The Bay Area Rapid Transit (BART) management and employee unions have been at loggerheads for months over pay and benefits for more than 2,000 train drivers and other union workers who are demanding large pay raises in part to offset being asked to contribute to their pensions and other benefits.
On Thursday, union officials said both sides had finally agreed on pay and benefits, but remained at odds over workplace rules. It remained murky as to precisely what details about workplace rules had foiled the deal.
Under the terms of the last contract offer made public, BART management said it offered a 12 percent pay raise over four years to workers.
BART commuter train service is used for more than 400,000 rides each day and helps lighten traffic in San Francisco, which ranks as the third most congested metropolitan area in the nation after Los Angeles and Honolulu, according to the roadway traffic software company INRIX Inc.
The Service Employees International Union (SEIU) Local 1021, which is one of the two unions in negotiations with BART, set the strike to begin at midnight on Thursday.
A final negotiating session that began at 10 am local time on Wednesday ended more than 28 hours later on Thursday afternoon with the two sides splitting up, the union said in a statement. BART spokeswoman Alicia Trost also confirmed talks had ended.
"This is a management strike caused by their unwillingness to make the deal," Ms Antonette Bryant, president of the Amalgamated Transit Union Local 1555 which is the other main union in the strike, told reporters on Thursday.

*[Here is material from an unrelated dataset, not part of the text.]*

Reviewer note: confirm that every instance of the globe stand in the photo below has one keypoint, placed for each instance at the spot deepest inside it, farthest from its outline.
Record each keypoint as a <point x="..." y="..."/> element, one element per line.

A federal mediator who has been involved in the talks and who had previously reported that the sides were making progress, George Cohen, said on Thursday that they had been "unable to bridge the gap" in talks, and that federal mediation efforts would end.
The walkout was the second on the rail system this year, after BART workers went on strike for four and a half days in July, forcing some residents to miss work and others to endure commutes of three hours or more.
Ms Marcella Lentini, 25, who works in marketing and uses BART to commute to San Francisco from her home in Oakland, said she would have to work from home on Friday due to the strike. "I'll have to fend for myself next week," she added.
BART would offer limited charter bus service for commuters during the strike, but that would only serve 6,000 people a day at select locations, the agency said on its website.
Union leaders have justified their demands for higher pay in part by pointing out that San Francisco and nearby Oakland are among the 10 most expensive US cities to live in. BART management says workers make $79,000 (S$98,000) a year, plus benefits. The unions put the average worker's salary at $64,000.
BART General Manager Grace Crunican told reporters that management did not want a strike, but said the work rules at issue in negotiations are "essential to maintaining the future efficiency and effectiveness of the agency." One rule change BART management has sought is the ability to automate delivery of pay stubs to employees, Ms Crunican said.
For its part, the union seeks to retain whistleblower protections for workers who reveal wrongdoing by managers, and wants employees to keep the right to be placed on light duty when recovering from an injury, said SEIU spokesman Mark Mosher.